Over the past several years, as cloud computing has matured and become more widely used, the number and variety of applications has exploded. As a an ECM Architect, there are a couple of scenarios I commonly encounter where working in the cloud can be particularly useful:
- As part of the deployment of an enterprise system, it is often necessary to build a test environment where the planned architecture can be proven prior to provisioning the actual hardware for QA and production environments. The architecture is too complex to validate using a single workstation, but acquiring and setting up physical servers, or even provisioning virtual machines (e.g. VMWare) within an organization’s infrastructure for this purpose is sometimes inefficient or infeasible.
- In other situations, small organizations simply lack the IT resources to allow them to host a production system internally.
In both of these situations, cloud computing can provide an effective and inexpensive way to allocate hardware resources for the task. With that in mind, I would like to show how, for a recent project at Zia, we deployed an Alfresco high-availability cluster in an Amazon EC2 environment. In our case, we are using EC2 for #1 above – as a proving ground for our Alfresco configuration.
It is worth emphasizing that the configuration outlined below is not intended to be a production environment. For a production environment, we would likely use a large instance for the DB server, and possibly have separate servers for the database and NFS. We would want to build in redundancy for the DB and NFS, and we would do load testing and benchmarking to ensure that our environment performs as desired.
When setting up an Alfresco cluster, following are the key considerations that differentiate it from a stand-alone installation:
- Shared Database – There’s nothing really special about the database, except that it’s shared, so it needs to be accessible from all app server cluster nodes. In our case, we are using MySQL.
- Shared Content Store – We need some kind of shared disk for a content store that can be accessed by all cluster nodes. A common solution is to establish a shared volume on a SAN using a clustered file system like OCFS2. In our case, since we’re operating in the cloud, we’re using NFS.
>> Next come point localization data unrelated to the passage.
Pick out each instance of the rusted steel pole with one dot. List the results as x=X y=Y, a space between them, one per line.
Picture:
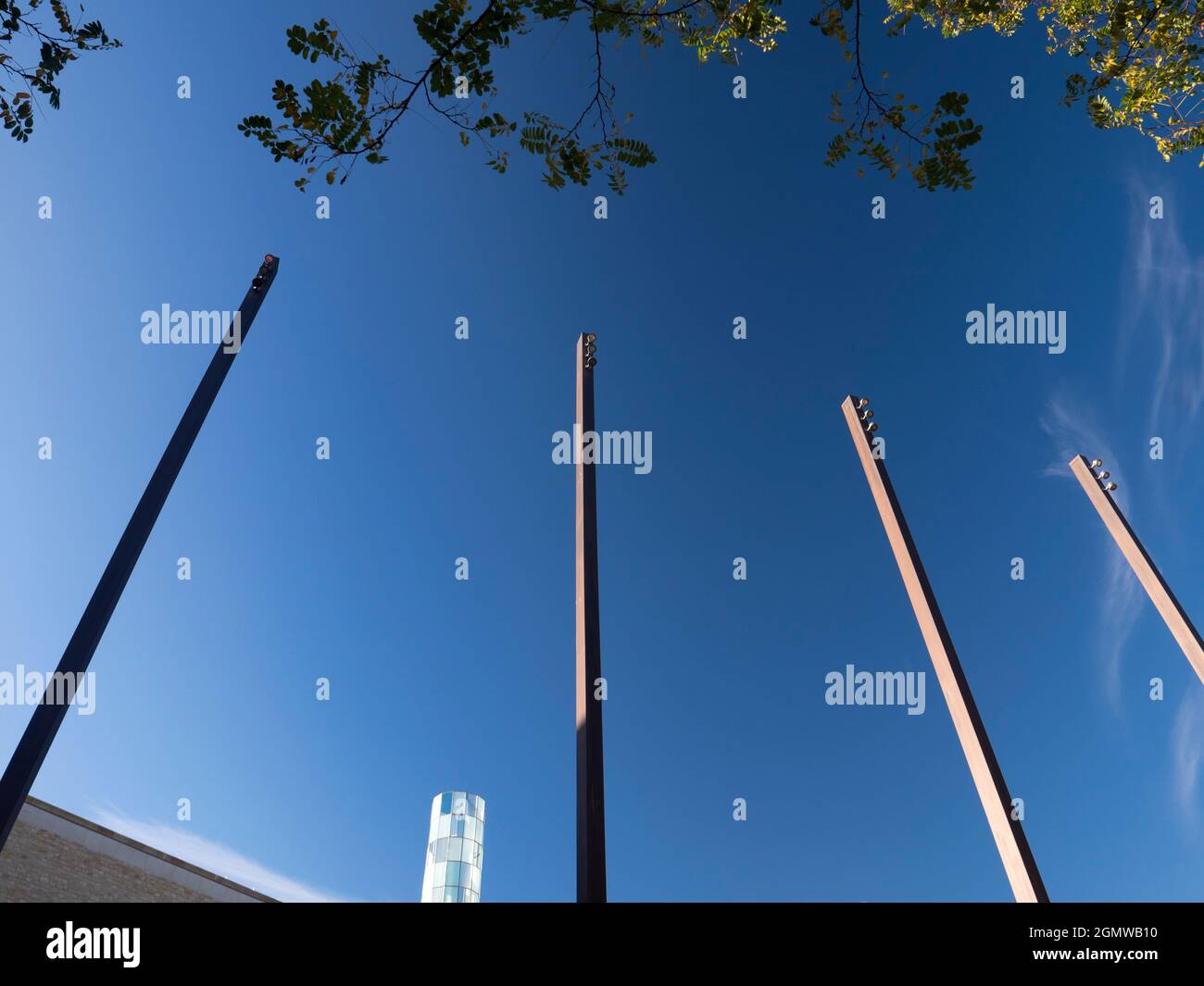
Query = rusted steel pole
x=992 y=790
x=1139 y=560
x=590 y=797
x=35 y=743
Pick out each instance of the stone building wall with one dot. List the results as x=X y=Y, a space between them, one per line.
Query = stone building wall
x=53 y=856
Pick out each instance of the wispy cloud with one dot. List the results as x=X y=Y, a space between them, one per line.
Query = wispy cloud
x=1072 y=430
x=1188 y=750
x=211 y=856
x=1162 y=307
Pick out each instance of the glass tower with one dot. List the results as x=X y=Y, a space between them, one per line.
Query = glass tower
x=454 y=853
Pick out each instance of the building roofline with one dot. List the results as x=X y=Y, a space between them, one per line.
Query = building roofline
x=108 y=833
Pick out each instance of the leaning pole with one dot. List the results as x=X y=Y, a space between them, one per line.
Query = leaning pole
x=35 y=743
x=590 y=800
x=992 y=790
x=1155 y=585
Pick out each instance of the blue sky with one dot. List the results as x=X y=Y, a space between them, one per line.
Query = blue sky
x=441 y=448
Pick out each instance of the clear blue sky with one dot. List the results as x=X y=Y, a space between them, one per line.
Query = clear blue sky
x=441 y=448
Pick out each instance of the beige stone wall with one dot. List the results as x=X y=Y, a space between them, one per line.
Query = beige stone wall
x=53 y=856
x=40 y=867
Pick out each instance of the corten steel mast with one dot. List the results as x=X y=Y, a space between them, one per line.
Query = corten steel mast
x=992 y=790
x=1099 y=493
x=590 y=801
x=39 y=734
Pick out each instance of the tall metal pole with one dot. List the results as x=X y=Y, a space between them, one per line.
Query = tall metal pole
x=992 y=790
x=1139 y=560
x=590 y=801
x=40 y=733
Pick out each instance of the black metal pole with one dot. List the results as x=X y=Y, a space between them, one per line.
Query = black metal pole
x=590 y=800
x=35 y=743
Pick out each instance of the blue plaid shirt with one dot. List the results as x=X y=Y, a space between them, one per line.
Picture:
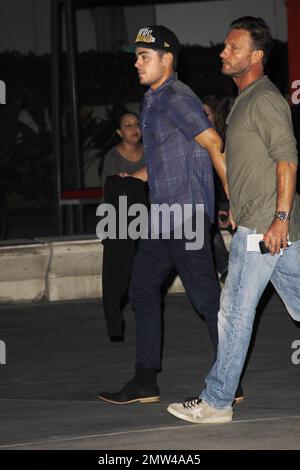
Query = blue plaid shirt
x=179 y=170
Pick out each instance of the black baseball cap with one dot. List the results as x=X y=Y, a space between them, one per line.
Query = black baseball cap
x=156 y=37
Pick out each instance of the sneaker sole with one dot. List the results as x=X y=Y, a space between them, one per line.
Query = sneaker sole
x=135 y=400
x=238 y=400
x=220 y=420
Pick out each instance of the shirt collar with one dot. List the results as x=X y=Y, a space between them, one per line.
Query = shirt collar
x=172 y=78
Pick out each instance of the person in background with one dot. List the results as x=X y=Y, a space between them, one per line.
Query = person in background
x=214 y=111
x=127 y=155
x=118 y=255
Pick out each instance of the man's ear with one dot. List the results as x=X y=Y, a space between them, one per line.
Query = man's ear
x=257 y=56
x=167 y=58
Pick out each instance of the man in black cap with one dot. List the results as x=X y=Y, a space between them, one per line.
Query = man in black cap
x=180 y=144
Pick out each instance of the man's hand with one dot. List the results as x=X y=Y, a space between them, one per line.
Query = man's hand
x=277 y=236
x=140 y=174
x=212 y=142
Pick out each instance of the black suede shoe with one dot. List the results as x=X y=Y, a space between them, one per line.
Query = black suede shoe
x=132 y=392
x=239 y=396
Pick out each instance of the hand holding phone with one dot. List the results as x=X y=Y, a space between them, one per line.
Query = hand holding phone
x=264 y=249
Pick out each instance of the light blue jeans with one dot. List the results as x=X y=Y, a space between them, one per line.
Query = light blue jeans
x=248 y=275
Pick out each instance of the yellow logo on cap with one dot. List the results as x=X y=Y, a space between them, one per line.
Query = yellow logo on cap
x=145 y=35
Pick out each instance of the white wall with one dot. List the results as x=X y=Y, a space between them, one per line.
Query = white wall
x=205 y=22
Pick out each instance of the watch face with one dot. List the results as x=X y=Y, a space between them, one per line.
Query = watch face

- Database L2 Cache Replication – Alfresco uses EHCache as its L2 database cache. Each app server node has its own cache, and when used in a cluster, these local caches need to be replicated across cluster nodes. EHCache has its own built-in cache mechanism, which uses UDP multicast to communicate changes amongst peers in the cluster. As of Alfresco 3.1, the Enterprise edition also allows the use of JGroups to provide the communication conduit for EHCache. JGroups supports a number of different protocols in addition to UDP multicast, and therefore provides greater flexibility to adapt to specific network environments. In our EC2 environment, UDP multicast is not an option, so we are using TCP for cache replication.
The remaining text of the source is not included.